Le Conseil d’État, dans son avis sur le texte initial, a indiqué que "l'interdiction générale et absolue d'accès des mineurs de moins de quinze ans aux réseaux sociaux en ligne" pouvait s'appliquer aussi bien aux réseaux dont les effets préjudiciables ont été prouvés qu'à des services en ligne pour lesquels aucun risque sur la santé et la sécurité des mineurs n'ont été démontrés.
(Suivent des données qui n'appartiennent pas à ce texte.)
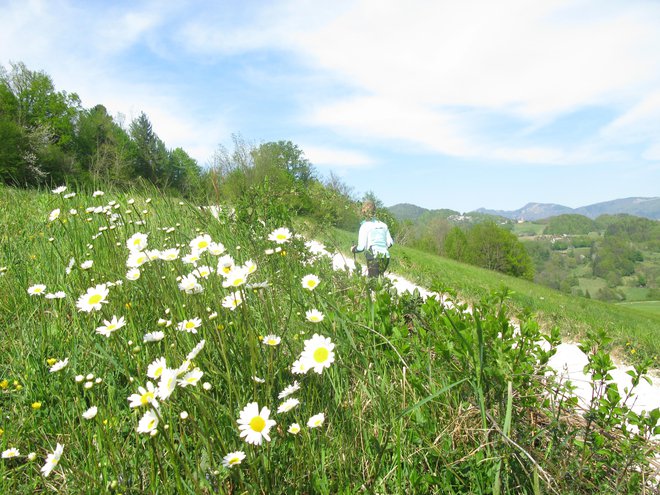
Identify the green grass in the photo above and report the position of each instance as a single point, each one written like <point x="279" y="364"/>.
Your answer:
<point x="573" y="315"/>
<point x="593" y="285"/>
<point x="417" y="398"/>
<point x="646" y="307"/>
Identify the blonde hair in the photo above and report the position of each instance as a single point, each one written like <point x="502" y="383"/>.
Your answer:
<point x="368" y="208"/>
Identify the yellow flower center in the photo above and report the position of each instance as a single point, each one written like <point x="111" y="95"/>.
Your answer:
<point x="321" y="355"/>
<point x="257" y="424"/>
<point x="95" y="299"/>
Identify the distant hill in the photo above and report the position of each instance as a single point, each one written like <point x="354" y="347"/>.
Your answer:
<point x="407" y="211"/>
<point x="641" y="207"/>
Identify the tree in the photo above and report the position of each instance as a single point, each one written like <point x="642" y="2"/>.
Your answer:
<point x="38" y="124"/>
<point x="150" y="158"/>
<point x="456" y="245"/>
<point x="489" y="246"/>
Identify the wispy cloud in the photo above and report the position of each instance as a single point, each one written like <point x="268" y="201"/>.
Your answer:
<point x="417" y="76"/>
<point x="337" y="158"/>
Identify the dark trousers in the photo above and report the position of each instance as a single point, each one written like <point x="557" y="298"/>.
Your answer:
<point x="376" y="265"/>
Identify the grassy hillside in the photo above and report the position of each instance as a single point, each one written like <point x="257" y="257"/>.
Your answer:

En réaction à cet avis, les députés ont listé par amendement les plateformes pour lesquelles l'interdiction ne s'applique pas :
- les encyclopédies en ligne ;
- les répertoires éducatifs ou scientifiques ;
- les plateformes de développement et de partage de logiciels libres.
C'est l'Autorité de régulation de la communication audiovisuelle et numérique (Arcom) qui sera chargée de veiller au respect de cette interdiction. Lorsque le manquement à cette interdiction d'accessibilité pour les jeunes de moins de 15 ans sera commis par une plateforme en ligne établie dans un autre État membre de l'Union européenne (UE), l'Arcom devra signaler ses soupçons aux autorités nationales compétentes, dans le respect du règlement européen sur les services numériques (DSA) de 2022.
Les fournisseurs de services de réseaux sociaux devront garantir que les mineurs ne sont pas exposés à une pression commerciale excessive. Sur les interfaces de réseaux sociaux spécifiquement destinés aux mineurs, il sera interdit de promouvoir des produits ou services susceptibles d'altérer leur santé mentale ou physique.
Les députés ont ajouté une disposition interdisant toute publicité en faveur des réseaux sociaux destinée aux mineurs. Les influenceurs seront quant à eux obligés d'accompagner les contenus promouvant des réseaux sociaux ou plateformes en ligne de la mention "produits dangereux pour les moins de 15 ans".
Le texte initial prévoyait d'étendre aux lycées l'interdiction d'utiliser des téléphones portables, dans les mêmes conditions que les autres établissements scolaires. Le texte voté par les députés prévoit que les lycées devront préciser les lieux et les conditions d'utilisation des téléphones portables. Cette mesure entrera en vigueur à la date de la rentrée scolaire 2026-2027.
Les députés ont supprimé plusieurs dispositions du texte initial en matière d'obligations et de prévention sur les risques liés à l'usage des réseaux sociaux par les jeunes (à l'école, dans les publicités, sur les emballages des appareils connectés...). Ils ont également supprimé une disposition qui prévoyait de créer un délit de "négligence numérique", qui visait à sanctionner les parents qui exposeraient leurs enfants aux écrans de manière abusive et incontrôlée.
Une autre proposition de loi visant à protéger les jeunes des risques liés à l'exposition aux écrans et des méfaits des réseaux sociaux, et à les accompagner vers un usage raisonné du numérique a été déposée au Sénat le 17 juin 2025. Elle est en cours d'examen
La loi du 7 juillet 2023 a instauré une majorité numérique (15 ans pour s'inscrire sur les réseaux sociaux) mais elle n'est pas appliquée.
Cette page propose un résumé explicatif du texte pour le grand public. Elle ne remplace pas le texte officiel.